- Born: Constance Elizabeth Laurence 1942 (age 83–84)
- Education: Smith College University at Buffalo
- Spouse: Robert Brinckerhoff ​(m. 1963)​
- Children: 3
- Scientific career
- Fields: Microbiology
- Workplaces: Geisel School of Medicine

= Constance Brinckerhoff =

American microbiologist

Constance Elizabeth Brinckerhoff ( Laurence; born 1942) is an American microbiologist and an emeritus professor of medicine at the Geisel School of Medicine.

== Life ==
The eldest of five children born to social worker Elizabeth E. (Zimmerman) Laurence (died 1982) and physician Dr. Maurice K. Laurence (originally Maurice Kamm Lurensky; died 2000), Constance Laurence Brinckerhoff earned a B.A. in biology, cum laude, in 1963 at Smith College. She completed a M.A. (1966) and Ph.D. (1968) in microbiology and immunology at the University at Buffalo.
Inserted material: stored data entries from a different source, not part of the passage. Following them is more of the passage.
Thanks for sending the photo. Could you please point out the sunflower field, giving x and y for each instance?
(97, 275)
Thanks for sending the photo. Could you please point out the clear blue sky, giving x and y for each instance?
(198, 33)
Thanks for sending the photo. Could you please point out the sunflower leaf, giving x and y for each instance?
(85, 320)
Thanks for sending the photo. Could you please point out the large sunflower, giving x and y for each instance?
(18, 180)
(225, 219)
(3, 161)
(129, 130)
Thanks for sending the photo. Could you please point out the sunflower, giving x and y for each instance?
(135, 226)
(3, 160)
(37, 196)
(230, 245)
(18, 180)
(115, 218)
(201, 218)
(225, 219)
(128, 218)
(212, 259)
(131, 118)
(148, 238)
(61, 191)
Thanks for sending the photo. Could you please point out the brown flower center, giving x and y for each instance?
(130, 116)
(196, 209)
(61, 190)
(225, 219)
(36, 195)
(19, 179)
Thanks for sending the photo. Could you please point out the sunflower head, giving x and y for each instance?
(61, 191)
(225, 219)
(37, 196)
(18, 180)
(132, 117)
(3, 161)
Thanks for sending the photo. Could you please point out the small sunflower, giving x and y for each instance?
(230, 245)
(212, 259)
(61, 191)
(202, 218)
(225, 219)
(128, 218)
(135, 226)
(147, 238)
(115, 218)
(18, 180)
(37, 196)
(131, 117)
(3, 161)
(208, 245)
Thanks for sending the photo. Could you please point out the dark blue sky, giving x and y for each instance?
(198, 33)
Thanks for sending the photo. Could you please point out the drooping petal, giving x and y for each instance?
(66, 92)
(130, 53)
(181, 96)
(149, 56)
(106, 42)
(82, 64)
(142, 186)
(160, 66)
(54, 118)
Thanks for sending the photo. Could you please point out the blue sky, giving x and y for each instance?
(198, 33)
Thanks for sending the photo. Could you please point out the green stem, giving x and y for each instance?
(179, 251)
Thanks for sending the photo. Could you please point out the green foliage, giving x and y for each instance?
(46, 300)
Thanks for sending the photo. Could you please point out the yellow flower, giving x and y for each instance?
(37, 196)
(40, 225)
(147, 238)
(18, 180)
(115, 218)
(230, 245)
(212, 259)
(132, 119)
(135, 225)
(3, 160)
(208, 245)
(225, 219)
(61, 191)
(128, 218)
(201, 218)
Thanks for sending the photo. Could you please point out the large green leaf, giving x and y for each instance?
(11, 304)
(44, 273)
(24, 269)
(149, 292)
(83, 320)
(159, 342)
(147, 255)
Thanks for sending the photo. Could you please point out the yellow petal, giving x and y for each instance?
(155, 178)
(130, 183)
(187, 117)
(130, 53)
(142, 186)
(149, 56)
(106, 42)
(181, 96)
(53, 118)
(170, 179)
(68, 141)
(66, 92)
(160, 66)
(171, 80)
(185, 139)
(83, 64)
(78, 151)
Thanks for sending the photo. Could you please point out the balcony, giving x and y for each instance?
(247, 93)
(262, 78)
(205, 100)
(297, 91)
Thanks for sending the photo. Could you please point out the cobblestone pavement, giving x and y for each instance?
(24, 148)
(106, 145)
Brinckerhoff was the director of bacteriology at Brattleboro Memorial Hospital from 1969 to 1971. In 1972, she joined the Geisel School of Medicine as a research associate and postdoc with rheumatologist Edward Harris. She became the Nathan Smith Professor of Medicine and Biochemistry in 1993. She was the acting provost of Dartmouth College from 1998 to 1999. She is emeritus professor of medicine at Dartmouth.

In 1999, Brinckerhoff was awarded a MERIT grant (Method to Extend Research in Time) from the National Institute of Arthritis and Musculoskeletal and Skin Diseases.

==Personal life==
A breast cancer survivor, Constance Brinckerhoff and husband, Dr. Robert Brinckerhoff, have three children.